US Represented

US Represented

Am I Out of Touch?

I worry about today’s generation. Whether you know them as “Generation Z” or “iGen,” they are the people born after 1995 who have grown up with their own smartphones and social media accounts. As a Gen-Xer, I am two generations removed from these young people, and I struggle to understand and identify with them.

Am I out of touch? That’s a driving question I strive to answer every day in my classroom. When students text during my lecture, or take pictures of classwork to post on Instagram, I view it as either disrespectful or unnecessary. They don’t see these things as distractions like I do. Posting regularly to social media throughout the day is commonplace for them, while for me it’s maybe once a month.

Smartphones seem to have replaced the need for face-to-face interaction. Since about 2012-2014, kids have chosen to contact friends via texting or social media rather than hang out with them. While today’s kids are safer than ever, teen pregnancy and driving accidents are lower, and fewer teens get involved with drinking and drugs, it all may be at the expense of crucial social interaction skills.

Call me old fashioned, but kids need to experience free play to learn how to handle adversity in social situations. Like an immune system, kids get stronger through being tested, not by being unexposed. Instances of bullying would drop significantly if kids could work through their conflicts on their own, rather than retreating to a “safe space” or having an adult intervene at the first sign of trouble. Here’s an example.

When I wrote “An Open Letter to My Eighth-Grade Self,” I confronted the physical bullying that I experienced when I was in junior high school. I tried to solve problems myself before I went to anyone else for help. When I got overwhelmed, I went first to my brothers, who tried to protect me, and then to my parents when the problems escalated. It never occurred to me to talk to a teacher about it. I’m sure they saw what was happening, but they chose not to get involved. Was it because they didn’t want to bother with it? Or did they expect it to work itself out?

Either way, I have become a stronger, more resilient adult partially because of my experience with bullies as a kid. We were told to go play until the street lights came on, and we were not supervised. We jumped on our bikes and were gone for hours, and no adult asked where we were going, or told us to check in periodically. Our parents would drop us off at the mall and tell us to call when we were ready to come back home. Today’s kids go to the mall with their parents, and if they take off on their own, they are asked to text the parents with their location and activities every few minutes. How does that teach self-advocacy?

I wrote another article called “I Promise to Stop Bullying,” in which I advocated for district-wide school programs that work to stop bullying both on campus and on the internet. These programs have become widespread, but they are nothing in the face of kids’ presence on social media. I can’t imagine the social pressure on young people today who must present both an online and a real persona. That must be exhausting.

So maybe I am out of touch. I don’t understand why kids need to document every moment for others to see and criticize. When I see the alarming rise in reported cases of anxiety, depression, loneliness, and suicide, especially among girls in the last few years, it’s hard not to blame smartphones and social media.

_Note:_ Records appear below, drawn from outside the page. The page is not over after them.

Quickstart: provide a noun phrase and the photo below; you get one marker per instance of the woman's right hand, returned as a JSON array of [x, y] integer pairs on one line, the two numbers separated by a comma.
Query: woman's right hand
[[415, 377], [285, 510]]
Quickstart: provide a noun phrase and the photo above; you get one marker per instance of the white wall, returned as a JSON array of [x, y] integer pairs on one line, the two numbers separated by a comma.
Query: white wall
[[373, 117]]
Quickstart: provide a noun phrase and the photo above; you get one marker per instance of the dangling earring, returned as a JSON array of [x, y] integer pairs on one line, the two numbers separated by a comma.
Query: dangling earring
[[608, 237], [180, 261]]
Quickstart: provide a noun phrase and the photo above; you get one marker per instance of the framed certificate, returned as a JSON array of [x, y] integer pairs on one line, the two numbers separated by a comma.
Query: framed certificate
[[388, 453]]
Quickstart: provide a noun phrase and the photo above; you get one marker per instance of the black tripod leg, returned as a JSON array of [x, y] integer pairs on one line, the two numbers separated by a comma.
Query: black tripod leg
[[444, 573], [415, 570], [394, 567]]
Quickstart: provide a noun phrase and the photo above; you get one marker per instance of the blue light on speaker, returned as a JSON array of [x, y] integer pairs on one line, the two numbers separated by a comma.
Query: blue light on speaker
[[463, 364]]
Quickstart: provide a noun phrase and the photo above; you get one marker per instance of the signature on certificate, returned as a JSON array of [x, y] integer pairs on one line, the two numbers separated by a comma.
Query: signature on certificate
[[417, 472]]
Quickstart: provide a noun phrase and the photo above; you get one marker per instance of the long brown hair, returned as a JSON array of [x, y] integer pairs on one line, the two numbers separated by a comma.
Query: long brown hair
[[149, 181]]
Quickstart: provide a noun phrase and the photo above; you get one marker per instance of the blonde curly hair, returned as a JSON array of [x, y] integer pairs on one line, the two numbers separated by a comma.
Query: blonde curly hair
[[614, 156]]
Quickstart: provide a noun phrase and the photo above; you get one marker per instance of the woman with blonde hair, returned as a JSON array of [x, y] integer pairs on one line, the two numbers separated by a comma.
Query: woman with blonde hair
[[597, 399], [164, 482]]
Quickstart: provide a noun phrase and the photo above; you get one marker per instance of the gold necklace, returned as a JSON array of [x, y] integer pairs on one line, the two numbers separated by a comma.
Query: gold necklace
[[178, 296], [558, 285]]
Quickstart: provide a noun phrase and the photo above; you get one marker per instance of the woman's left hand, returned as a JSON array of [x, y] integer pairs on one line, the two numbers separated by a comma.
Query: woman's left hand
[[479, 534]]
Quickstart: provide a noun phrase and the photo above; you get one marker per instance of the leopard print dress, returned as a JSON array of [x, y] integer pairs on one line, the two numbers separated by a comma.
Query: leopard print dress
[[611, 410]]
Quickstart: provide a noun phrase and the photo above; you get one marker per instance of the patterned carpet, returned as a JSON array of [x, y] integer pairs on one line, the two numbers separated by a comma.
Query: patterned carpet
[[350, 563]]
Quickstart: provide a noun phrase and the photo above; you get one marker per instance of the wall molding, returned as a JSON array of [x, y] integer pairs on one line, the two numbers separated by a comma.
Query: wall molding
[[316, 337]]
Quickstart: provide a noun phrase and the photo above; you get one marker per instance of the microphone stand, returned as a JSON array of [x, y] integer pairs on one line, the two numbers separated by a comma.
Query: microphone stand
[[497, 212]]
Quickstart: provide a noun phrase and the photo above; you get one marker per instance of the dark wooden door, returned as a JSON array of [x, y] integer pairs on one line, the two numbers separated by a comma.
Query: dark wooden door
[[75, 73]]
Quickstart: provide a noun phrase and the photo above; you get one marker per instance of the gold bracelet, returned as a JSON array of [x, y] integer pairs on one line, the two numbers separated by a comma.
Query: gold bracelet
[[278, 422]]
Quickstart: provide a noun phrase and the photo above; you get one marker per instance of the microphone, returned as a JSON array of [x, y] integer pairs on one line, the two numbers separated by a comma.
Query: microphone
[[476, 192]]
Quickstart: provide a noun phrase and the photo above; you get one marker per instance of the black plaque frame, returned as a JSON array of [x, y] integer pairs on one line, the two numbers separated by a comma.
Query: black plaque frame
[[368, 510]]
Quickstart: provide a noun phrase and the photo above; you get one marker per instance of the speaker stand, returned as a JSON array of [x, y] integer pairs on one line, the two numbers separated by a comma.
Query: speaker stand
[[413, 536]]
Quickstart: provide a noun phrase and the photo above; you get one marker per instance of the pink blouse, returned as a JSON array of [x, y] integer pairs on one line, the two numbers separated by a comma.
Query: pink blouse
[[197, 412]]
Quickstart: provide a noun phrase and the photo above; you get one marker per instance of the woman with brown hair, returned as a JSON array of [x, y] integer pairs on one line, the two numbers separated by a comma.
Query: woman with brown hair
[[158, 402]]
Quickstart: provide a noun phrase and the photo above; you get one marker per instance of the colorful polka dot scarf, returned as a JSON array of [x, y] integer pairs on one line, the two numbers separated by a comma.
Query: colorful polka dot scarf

Parents need to take a much more active role in their child’s internet presence. If they limit their child’s access to electronics when they are little, the internet when they are growing up, and smartphones and social media when they are teenagers, kids will grow up much happier and healthier. We should all limit the time we spend on the internet to two or so hours a day (outside of work). We should, as Jean Twenge says, “Use your phone for all the great things it can do, for about two hours a day. Then go out and live your life.”